Side-by-Side Comparison
| Aspect | MCP | WebMCP |
|---|---|---|
| Environment | Code editors, terminals | Web browsers |
| Users | Developers | Anyone |
| Discovery | Manual config file | Automatic via manifest |
| Authentication | API keys in env vars | Browser session cookies |
| Transport | stdio or HTTP | HTTP (browser-mediated) |
| Setup required | Install + configure server | Visit website |
| Availability | Production-ready | Proposal stage |
| Tool definitions | Defined by server author | Defined by website owner |
| Security model | OS-level process isolation | Browser sandbox + CORS |
When to Use Which
Use MCP When
- You are developing software and want AI assistance with specific tools
- You need deep integration with databases, APIs, or infrastructure
- You want persistent tool access across coding sessions
- You are comfortable managing config files and API keys
This is MCP's sweet spot. If you are writing code and want your AI assistant to interact with Supabase, GitHub, Stripe, or any other service, MCP servers are the way to go. To understand how both protocols fit together in a development lifecycle, see From MCP to WebMCP.
Use WebMCP When
- You want AI agents to help with tasks on websites
- You need the AI to work with your existing web authentication
- The website supports WebMCP
- You do not want to manage API keys or server configurations
WebMCP will shine for non-developer use cases: navigating SaaS dashboards, filling out forms, extracting data from reports, or automating repetitive web workflows. For ecommerce-specific use cases, see WebMCP for ecommerce.
Why WebMCP Does Not Replace MCP
-
Performance: MCP servers run locally with direct API access. No browser overhead, no DOM rendering. For development workflows where speed matters, local servers are faster.
-
Capabilities: MCP servers can run local commands, access the filesystem, manage Docker containers, interact with hardware. WebMCP is limited to what the website exposes.
-
Availability: MCP works today across multiple editors. WebMCP is still a proposal.
-
Control: With MCP, you choose exactly which servers to run. WebMCP tools are defined by the website owner.
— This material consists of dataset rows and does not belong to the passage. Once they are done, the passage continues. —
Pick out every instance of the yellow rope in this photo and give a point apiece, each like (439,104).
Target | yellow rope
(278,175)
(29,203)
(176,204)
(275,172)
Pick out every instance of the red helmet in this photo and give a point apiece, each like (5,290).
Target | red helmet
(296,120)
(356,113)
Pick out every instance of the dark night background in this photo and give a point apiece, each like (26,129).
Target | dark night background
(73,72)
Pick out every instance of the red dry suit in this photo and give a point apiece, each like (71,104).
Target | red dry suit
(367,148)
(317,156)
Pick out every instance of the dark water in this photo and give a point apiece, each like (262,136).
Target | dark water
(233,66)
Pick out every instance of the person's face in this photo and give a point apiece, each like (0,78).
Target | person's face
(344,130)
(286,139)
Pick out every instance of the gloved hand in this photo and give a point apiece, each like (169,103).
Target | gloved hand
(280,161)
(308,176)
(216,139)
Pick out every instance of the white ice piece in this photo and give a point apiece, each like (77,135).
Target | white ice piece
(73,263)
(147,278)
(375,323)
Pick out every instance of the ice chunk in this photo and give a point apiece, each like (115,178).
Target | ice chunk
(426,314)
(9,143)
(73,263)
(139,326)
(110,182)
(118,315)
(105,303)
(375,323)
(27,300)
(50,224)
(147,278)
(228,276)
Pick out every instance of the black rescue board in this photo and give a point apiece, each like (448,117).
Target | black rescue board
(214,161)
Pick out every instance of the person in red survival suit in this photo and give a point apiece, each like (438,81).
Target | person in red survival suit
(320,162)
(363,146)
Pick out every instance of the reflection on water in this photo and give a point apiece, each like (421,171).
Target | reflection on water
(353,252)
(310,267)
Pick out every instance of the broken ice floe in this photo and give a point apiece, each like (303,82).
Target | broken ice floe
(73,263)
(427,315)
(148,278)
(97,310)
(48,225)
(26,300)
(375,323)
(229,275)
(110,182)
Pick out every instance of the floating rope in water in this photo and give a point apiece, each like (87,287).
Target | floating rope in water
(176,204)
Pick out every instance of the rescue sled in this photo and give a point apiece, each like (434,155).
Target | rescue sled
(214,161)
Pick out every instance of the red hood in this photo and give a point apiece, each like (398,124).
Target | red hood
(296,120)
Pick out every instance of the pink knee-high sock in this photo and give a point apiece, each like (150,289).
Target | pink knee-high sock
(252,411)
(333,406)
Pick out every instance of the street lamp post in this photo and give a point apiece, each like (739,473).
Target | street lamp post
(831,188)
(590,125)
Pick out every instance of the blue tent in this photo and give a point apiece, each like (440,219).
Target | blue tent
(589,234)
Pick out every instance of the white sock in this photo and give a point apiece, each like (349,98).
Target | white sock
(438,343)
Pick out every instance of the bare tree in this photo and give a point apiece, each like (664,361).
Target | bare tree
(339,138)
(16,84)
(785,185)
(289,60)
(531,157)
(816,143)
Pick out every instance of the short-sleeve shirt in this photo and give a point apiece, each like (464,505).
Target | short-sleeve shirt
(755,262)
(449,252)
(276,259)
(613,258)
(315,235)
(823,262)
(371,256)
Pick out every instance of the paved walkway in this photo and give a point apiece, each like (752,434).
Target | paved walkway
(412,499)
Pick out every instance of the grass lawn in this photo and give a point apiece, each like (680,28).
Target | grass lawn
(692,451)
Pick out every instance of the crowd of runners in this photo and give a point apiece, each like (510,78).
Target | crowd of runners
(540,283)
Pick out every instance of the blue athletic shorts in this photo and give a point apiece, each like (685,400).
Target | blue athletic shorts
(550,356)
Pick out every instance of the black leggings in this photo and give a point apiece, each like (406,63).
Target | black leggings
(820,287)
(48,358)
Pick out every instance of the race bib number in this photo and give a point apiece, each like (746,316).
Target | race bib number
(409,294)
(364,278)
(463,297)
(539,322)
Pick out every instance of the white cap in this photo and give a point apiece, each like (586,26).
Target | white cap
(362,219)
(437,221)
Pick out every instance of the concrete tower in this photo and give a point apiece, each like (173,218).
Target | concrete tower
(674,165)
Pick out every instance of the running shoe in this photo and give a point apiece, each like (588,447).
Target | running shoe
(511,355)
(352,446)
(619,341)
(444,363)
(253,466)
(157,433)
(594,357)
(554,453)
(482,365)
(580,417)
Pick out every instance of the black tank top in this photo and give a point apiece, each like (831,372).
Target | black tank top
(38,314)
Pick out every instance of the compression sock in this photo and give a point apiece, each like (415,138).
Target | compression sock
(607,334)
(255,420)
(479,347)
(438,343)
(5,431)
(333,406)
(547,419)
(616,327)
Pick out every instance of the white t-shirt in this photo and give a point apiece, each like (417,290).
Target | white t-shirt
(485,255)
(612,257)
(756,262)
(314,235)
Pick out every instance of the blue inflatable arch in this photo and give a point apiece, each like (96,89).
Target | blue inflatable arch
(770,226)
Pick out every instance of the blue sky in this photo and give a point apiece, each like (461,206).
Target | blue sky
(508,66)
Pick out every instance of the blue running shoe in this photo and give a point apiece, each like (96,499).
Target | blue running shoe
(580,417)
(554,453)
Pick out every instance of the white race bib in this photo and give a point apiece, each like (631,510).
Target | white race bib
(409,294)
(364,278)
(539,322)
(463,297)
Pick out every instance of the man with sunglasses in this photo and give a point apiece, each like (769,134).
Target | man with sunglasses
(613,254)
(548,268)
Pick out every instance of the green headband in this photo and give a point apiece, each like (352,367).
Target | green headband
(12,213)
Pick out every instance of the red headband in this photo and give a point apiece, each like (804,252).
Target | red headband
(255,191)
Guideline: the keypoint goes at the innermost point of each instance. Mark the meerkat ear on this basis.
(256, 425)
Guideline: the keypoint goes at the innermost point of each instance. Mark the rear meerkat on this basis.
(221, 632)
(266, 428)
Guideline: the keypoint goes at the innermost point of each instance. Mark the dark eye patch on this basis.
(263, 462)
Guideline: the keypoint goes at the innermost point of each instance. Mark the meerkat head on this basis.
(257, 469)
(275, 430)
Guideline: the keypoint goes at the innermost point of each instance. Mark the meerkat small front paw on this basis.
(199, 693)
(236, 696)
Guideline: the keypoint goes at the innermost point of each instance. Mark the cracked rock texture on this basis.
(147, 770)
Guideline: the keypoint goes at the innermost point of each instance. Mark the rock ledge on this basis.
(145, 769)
The two protocols are complementary. MCP handles your development environment. WebMCP handles the broader web.
The Bigger Picture
MCP and WebMCP are both part of a larger trend: giving AI models structured, permissioned access to tools instead of expecting them to work from raw text.
For developers, the practical advice:
-
Use MCP now: Set up MCP servers in your editor. The productivity gains are real. Check out our curated stacks for a quick start, and make sure to choose servers that actually work.
-
Watch WebMCP: Follow the specification. If you build web applications, start thinking about which tools you would expose. Read our introduction to WebMCP for the fundamentals.
-
Build on the protocol: The concepts -- tool discovery, structured schemas, permissioned access -- are consistent across both. Time spent understanding one directly applies to the other.
The MCP ecosystem is growing fast. Whether through your editor or your browser, structured tool access is becoming the standard way AI models interact with the world.